Chaos Reigns at the Portwenn Surgery. Don’t we all miss Pauline now, huh? The surgery is a mess without anyone manning the ship, so to speak, with patients getting cranky, the phone ringing nonstop and things a general disaster. Louisa tries to help out by playing receptionist, but the workload is a bit too much for her along with trying to manage the baby and she ends up falling asleep at the desk. And thus, we’re introduced to the latest slightly irritating local girl who will serve as Martin’s receptionist: Morwenna Norcross, who seems less annoying than Pauline initially was, but less capable as well. (Though the scene where Martin grabs the wrong baby in the surgery is pretty funny.)
The Medical Case of the Weak is Kind of Boring. Possibly I didn’t care so much about the medical plot-of-the-week with the funeral director’s son Harry. The father was so creepy and the son was such a doormat that it was hard to get really invested in their plot (and did anyone not think that whatever was wrong with the son was somehow the father’s fault?). And also the bit where Harry fractures his leg because Martin knocks him over was a bit ridiculous. I was actually much more interested in the brief sub-plot where Ruth thinks she’s dying and turns out to have misdiagnosed herself, likely because I already care about Ruth more than either of the Potes.
Martin and Louisa Continue to Tread Water.

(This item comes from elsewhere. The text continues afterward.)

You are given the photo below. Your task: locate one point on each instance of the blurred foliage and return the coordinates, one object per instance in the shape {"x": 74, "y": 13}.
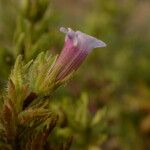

We continue along in this episode with Martin and Louisa behaving very couple-like without having actually ever had the “Are We a Couple Talk”. The two of them move into the surgery for the couple of weeks that Martin’s supposed to remain in town taking care of Joan’s funeral details and they’re all sorts of domestic and talking about weekend trips up to London, or even Louisa relocating to London herself, and yet nothing about what they are to one another. I suppose we should all be glad that they’re at that point in the relationship where they don’t need to talk about their relationship status, but it seems terribly unfair to leave the viewers hanging about it after four seasons of waiting for them to really be together. And can we stop dragging out “Martin is moving to London!” plot? Now he’s got some completely manufactured reason for a two month extension in Portwenn – but we all really know he’s not going to be leaving, not really, so why must we continue to drag this out? It’s a very weird sort of inertia – where it seems as though their relationship is making progress, only maybe it isn’t, really, and does any of this count anyhow if they both think it’s temporary? Woud Martin and Louisa even be behaving this way in the first place if they didn't think he was eventually going to go away? I don't know. I'd be curious about that though.
So far I like Series 5 better than Series 4, though, which is a relief to say. It feels less like the whole series is treading water, in a way, despite the fact that Martin and Louisa's relationship sort of is. At least some progress has been made! So I’m curious to see where we go from here. And more Aunt Ruth, please!